Likewise, spending on health, education is squeezing. Venture funds are entering the education sector with more digitalisation. Only 27% of Indian households have access to the internet. For urban households, the percentage is higher but completely inadequate to meet the universalisation of education standards.

The National Health Mission, which is insurance-driven, faltered badly during the pandemic. With India’s public health spending less than 1.5% of GDP (the Economic Survey recommends a minimum spending of 3%), however, the government is more interested in private players taking over this important sector. Public spending on the health sector is quintessential for the well being of the people. Hence, in city planning, not community health centres or primary health centres, but more super speciality hospitals are witnessed, which robs the common people further.

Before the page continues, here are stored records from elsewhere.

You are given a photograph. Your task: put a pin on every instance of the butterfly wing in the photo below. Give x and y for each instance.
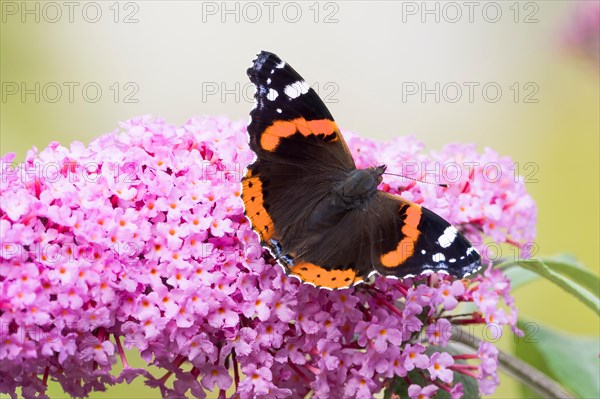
(391, 236)
(300, 154)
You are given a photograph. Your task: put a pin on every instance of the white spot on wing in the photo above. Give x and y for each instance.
(448, 237)
(272, 95)
(439, 257)
(296, 89)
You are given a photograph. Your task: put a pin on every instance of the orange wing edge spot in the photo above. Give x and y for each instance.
(334, 279)
(272, 135)
(252, 195)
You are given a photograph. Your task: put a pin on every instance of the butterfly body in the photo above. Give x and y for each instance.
(323, 219)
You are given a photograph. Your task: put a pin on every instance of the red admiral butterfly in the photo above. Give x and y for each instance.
(322, 218)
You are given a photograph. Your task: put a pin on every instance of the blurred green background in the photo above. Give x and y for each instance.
(185, 58)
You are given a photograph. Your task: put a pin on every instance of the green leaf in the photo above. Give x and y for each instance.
(567, 274)
(571, 360)
(520, 277)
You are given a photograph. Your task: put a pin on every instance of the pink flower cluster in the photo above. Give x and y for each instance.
(139, 241)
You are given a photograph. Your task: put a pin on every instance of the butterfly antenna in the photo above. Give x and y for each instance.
(418, 180)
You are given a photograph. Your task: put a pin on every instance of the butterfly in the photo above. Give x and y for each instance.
(323, 219)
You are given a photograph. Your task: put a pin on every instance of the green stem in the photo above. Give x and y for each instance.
(518, 369)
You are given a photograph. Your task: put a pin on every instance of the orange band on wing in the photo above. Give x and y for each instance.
(406, 246)
(269, 140)
(254, 204)
(321, 277)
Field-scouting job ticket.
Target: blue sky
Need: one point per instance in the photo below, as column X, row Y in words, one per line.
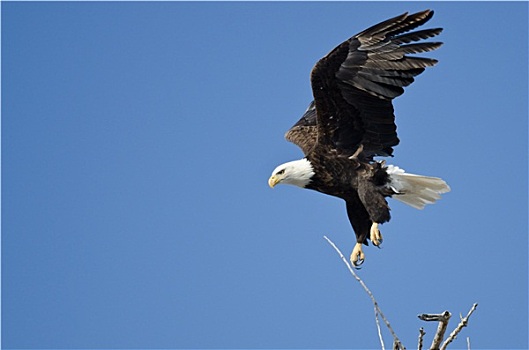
column 137, row 140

The central vista re-development project is another important project in Delhi pushed by the prime minister for a new parliament building and a large mansion for himself with nuke bunkers etc. Worth more than Rs 20,000 crore, it is a complete vanity project that not only shows the abject insensitivity of the government but also exhibits the sheer despotism of urban governance.

These forms of urban development strategies are unsustainable and will lead towards more alienation of people and will further enhance their miseries.

The writer is former deputy mayor of Shimla. The views are personal.